Use --iterations, --number, --warmup, --duration, --percentile to control the time measurement process. Most common parameters are explained below:

  • --iterations <int>: number of iterations to measure (default 10)
  • --warmup <int>: number of warmup iterations before actual measurement occurs (default 3)
  • --percentile <int>: key percentile number for measurement (default 50, i.e. median).
python3 run.py run BART trt --variant facebook/bart-base --working-dir temp --iterations 100 --percentile 99

Notes:

  • Percentile numbers are representative only if the number of iterations are sufficiently large. Please consider increasing --iterations when combined with --percentile.
  • To avoid conflict with the overall result printing structure, only one percentile number is allowed from command line. If the users need to measure multiple timing statistics from one run (such as p50, p90, p99), please (1) run the command multiple times by changing --percentile <N> -- engines will not be re-built from run to run so this is still efficient OR (2) use the Jupyter notebook demo for more flexible measurement that can measurement all percentiles in one run.

How to run with K-V cache

For BART, use --enable-kv-cache option to get the same effect of HuggingFace's use_cache option. For encoder-decoder models, this option will use key & value cache in decoder for uni-directional self-attention and encoder-decoder cross-attention.

python3 run.py run BART [frameworks | trt] --variant facebook/bart-base --working-dir temp --enable-kv-cache

Note: current implementation of K-V cache does not exhibit performance gain over the non K-V cache TensorRT version. Please consider to skip the K-V cache experiment for now.

How to run with beam search

In addition to greedy search, beam search is another widely used decoding method. For BART, use --num-beams <N> to enable beam search during decoding.

python3 run.py run BART [frameworks | trt] --variant facebook/bart-base --working-dir temp --num-beams 3

Notes:

  • Please use --num-beam <N> without K-V cache. Since K-V cache is under development for better performance, the beam search support for K-V cache mode will be added once the K-V cache implementation is finalized.
  • Beam search argument is only supported for BART model for now. Other models such as T5 will be enabled later.

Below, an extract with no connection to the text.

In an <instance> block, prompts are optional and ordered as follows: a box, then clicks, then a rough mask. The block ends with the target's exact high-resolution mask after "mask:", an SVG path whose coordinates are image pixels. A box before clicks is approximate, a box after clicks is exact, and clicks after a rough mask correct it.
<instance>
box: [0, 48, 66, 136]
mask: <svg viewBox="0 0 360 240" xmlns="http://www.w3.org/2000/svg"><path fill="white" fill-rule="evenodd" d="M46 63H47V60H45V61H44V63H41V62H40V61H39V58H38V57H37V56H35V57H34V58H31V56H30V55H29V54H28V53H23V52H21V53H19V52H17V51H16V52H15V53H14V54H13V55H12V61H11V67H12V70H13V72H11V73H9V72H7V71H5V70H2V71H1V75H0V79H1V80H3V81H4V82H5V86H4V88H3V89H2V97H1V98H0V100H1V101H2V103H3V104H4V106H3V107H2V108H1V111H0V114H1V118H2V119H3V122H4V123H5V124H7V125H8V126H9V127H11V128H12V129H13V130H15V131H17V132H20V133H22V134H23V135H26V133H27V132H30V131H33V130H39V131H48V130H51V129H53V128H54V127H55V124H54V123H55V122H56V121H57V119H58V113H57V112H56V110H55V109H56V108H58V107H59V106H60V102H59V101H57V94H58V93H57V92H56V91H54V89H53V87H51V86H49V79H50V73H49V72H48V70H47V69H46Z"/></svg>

How to run with TensorRT FASTER_DYNAMIC_SHAPES_0805 preview feature

Use the --preview-dynamic-shapes option to enable this preview feature for BART, GPT2, or T5.

python3 run.py run BART trt --variant facebook/bart-base --working-dir temp --preview-dynamic-shapes

Notes:

  • preview feature functionality is only supported in TensorRT 8.5+.
  • preview argument is only for TensorRT runs. Hence, please avoid using compare action with --preview-dynamic-shapes since the syntax doesn't exist for frameworks and onnxrt runs. Instead, it is recommended to test TensorRT run command seperately to get the performance with preview feature functionality.

How to run in performance benchmarking mode

The benchmark action will benchmark the specific script under the model directory using random input data with specified input/output sequence lengths. Note that since the input data is random, the accuracy is not guaranteed, but the benchmarking mode is useful for performance measurement since it allows arbitrary and controllable input/output sequence lengths with early stopping being disabled and allows apples-to-apples performance comparisons across different frameworks.

python3 run.py benchmark GPT2 [frameworks | trt] --variant [gpt2 | gpt2-large] --working-dir temp --input-seq-len 128 --output-seq-len 256

Testing

pytest

It is recommended to use Pytest 4.6.x. Your Python environment must have already had the setup completed.